Alarm bells should be ringing right now for the offense. 24 Points Per Game and 2.00 Points Per Drive is probably not good enough to win the Pac 12 South. Brian Fremeau has the Bruin offense as a very mediocre 65th in the country in Points Per Drive. We can talk all we want about explosiveness and efficiency, but at its most basic level, football is about scoring points. If the Bruins were just a little bit better at this most basic skill, they would be 4-0 and almost certainly in the Top 10. Unsurprisingly, the Bruins are in the mediocre Top 100 tier in explosiveness and efficiency as well. Football Study Hall is similarly unimpressed with the Bruin offense, with the Bruins 97th in the country in IsoPPP (a measure of explosiveness) and 69th in Success Rate.


This was so close to being a fully dominant defensive effort. Take out that final awful prevent defense drive (which still took ten plays because Stanford is Stanford) and the Bruins would have allowed an elite Top 10-level 28 Yards Per Stop and Top 25-level Points Per Drive. Unfortunately, that drive happened and the defensive stats really aren’t that incredible. Stanford has a solid offense, though not as good as last year, and the defense really should be commended for a very good effort. That last drive just kept it from being a great one. This is certainly a game to build on for the defense, and hopefully they can keep it up against the offense-only Arizona schools.

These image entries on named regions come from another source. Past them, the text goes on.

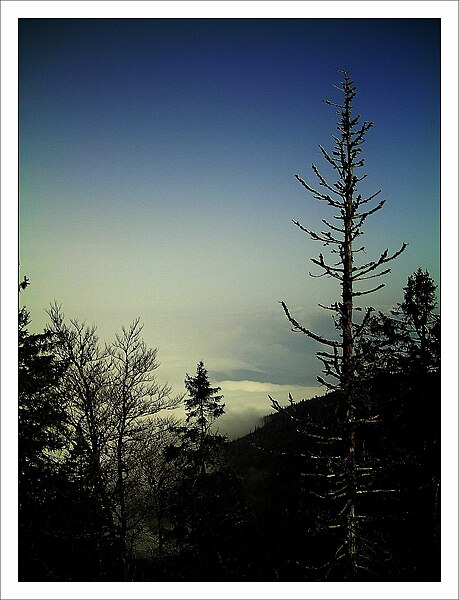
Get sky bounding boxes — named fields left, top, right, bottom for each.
left=19, top=18, right=440, bottom=437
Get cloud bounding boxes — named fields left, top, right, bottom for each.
left=216, top=380, right=325, bottom=439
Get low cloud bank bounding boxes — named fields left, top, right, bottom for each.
left=217, top=380, right=325, bottom=439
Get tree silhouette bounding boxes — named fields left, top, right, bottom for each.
left=45, top=305, right=181, bottom=578
left=185, top=360, right=225, bottom=473
left=271, top=70, right=406, bottom=579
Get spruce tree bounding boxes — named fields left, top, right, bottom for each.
left=185, top=360, right=225, bottom=473
left=271, top=70, right=406, bottom=579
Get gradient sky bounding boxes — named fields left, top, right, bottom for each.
left=19, top=19, right=440, bottom=435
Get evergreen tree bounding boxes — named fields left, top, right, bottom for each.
left=185, top=360, right=225, bottom=472
left=271, top=70, right=406, bottom=579
left=18, top=277, right=66, bottom=580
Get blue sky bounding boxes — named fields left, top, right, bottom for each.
left=19, top=18, right=440, bottom=434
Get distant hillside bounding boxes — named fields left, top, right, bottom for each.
left=227, top=373, right=440, bottom=581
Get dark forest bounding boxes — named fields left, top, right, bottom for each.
left=18, top=71, right=441, bottom=582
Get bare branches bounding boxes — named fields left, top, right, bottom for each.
left=279, top=301, right=342, bottom=347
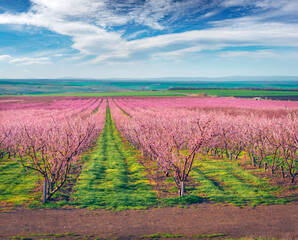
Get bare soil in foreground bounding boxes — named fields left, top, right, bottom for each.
left=0, top=203, right=298, bottom=239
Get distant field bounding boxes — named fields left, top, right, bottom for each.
left=0, top=91, right=188, bottom=97
left=170, top=89, right=298, bottom=97
left=0, top=89, right=298, bottom=100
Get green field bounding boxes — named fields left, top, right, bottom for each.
left=73, top=108, right=156, bottom=210
left=0, top=158, right=41, bottom=206
left=170, top=89, right=298, bottom=97
left=0, top=101, right=287, bottom=210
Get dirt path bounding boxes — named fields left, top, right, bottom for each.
left=0, top=204, right=298, bottom=239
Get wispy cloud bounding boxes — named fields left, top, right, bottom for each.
left=9, top=57, right=50, bottom=65
left=0, top=0, right=298, bottom=77
left=0, top=55, right=12, bottom=61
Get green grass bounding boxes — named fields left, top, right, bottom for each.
left=0, top=158, right=41, bottom=206
left=170, top=89, right=298, bottom=97
left=73, top=104, right=157, bottom=210
left=0, top=91, right=187, bottom=97
left=191, top=157, right=286, bottom=206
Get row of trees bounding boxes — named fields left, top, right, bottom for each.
left=111, top=100, right=298, bottom=196
left=0, top=99, right=106, bottom=202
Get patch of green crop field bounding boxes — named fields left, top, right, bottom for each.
left=0, top=158, right=41, bottom=205
left=0, top=91, right=187, bottom=97
left=191, top=157, right=287, bottom=206
left=169, top=89, right=298, bottom=97
left=73, top=104, right=157, bottom=210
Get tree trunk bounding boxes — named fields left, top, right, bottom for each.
left=42, top=179, right=48, bottom=204
left=180, top=181, right=185, bottom=197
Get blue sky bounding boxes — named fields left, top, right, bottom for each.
left=0, top=0, right=298, bottom=78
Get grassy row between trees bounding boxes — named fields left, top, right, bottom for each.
left=73, top=108, right=156, bottom=210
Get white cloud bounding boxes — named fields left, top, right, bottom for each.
left=0, top=0, right=298, bottom=65
left=0, top=55, right=12, bottom=61
left=219, top=50, right=278, bottom=58
left=9, top=57, right=50, bottom=65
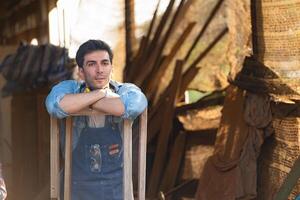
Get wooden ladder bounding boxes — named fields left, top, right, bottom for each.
left=50, top=109, right=147, bottom=200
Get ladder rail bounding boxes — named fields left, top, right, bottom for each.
left=50, top=108, right=147, bottom=200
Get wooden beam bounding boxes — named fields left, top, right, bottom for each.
left=147, top=60, right=183, bottom=197
left=138, top=109, right=147, bottom=200
left=64, top=117, right=72, bottom=200
left=274, top=157, right=300, bottom=200
left=50, top=117, right=60, bottom=200
left=123, top=120, right=133, bottom=200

The Bruin defense has had a solid defense. It has returned to its customary Top 25 level at Yards Allowed Per Play (a happy return after last year’s all-around bad defense) and is 11th in the country in IsoPPP allowed, showing a good ability at preventing big plays. It is not as good at preventing efficiency, in the Top 50 level for Yards Allowed Per Stop and 75th in the country in Success Rate. There has been a lot of talk about the potential for this Bruin defense being great, but it is still just potential. To actually be the first great UCLA defense in some time, the Bruins must improve over the next few games. They are 6th in the country in IsoPPP allowed on pass plays, but 51st in IsoPPP allowed against the run and 89th in rushing success rate. Stop the run and become the best defense in the league.


The Bruins did a very good job of taking care of the ball and had two takeaways, a sign of the Bruins flipping the usual script against the Cardinal. Further, the Bruins actually had fewer penalties than Stanford, which makes us pretty confident in saying the offseason focus on eliminating penalties really has worked.

One thing to be said about David Shaw—he is consistent. We aren’t big fans of his repeated decisions to punt on fourth and short with the best running back in the country in his backfield, but it leads to results like the incredible -7.9 Average Field Position Margin. This is including the interception return that set the Bruins up at the Stanford 30, so Shaw did a great job of tilting the field against the Bruin offense in a game where his own offense was sputtering. That’s the thing about Shaw—he is probably not a great in-game coach, but he is great at creating a culture and building an identity. David Shaw always punts, and it often works.

A small aside: it’s time for somebody besides Ishmael Adams to get a shot at returner. He hasn’t looked as dangerous as he was in 2014, and he gets plenty of chances to have the ball in his hands on offense. According to Football Study Hall, the Bruins have the #101 Punt Return Success Rate and #95 Kick Return Success Rate in the country. Adams should focus on offense and a new player should be given a shot at breaking some explosive returns.

If UCLA wants another shot at Stanford (or Washington), they can probably afford one or maybe two more losses this year. The Stanford game was the most painful loss in maybe a decade, but there is no time to breathe easy—a loss to an Arizona team that had looked bad all year before taking Washington to overtime last week might be a season killer.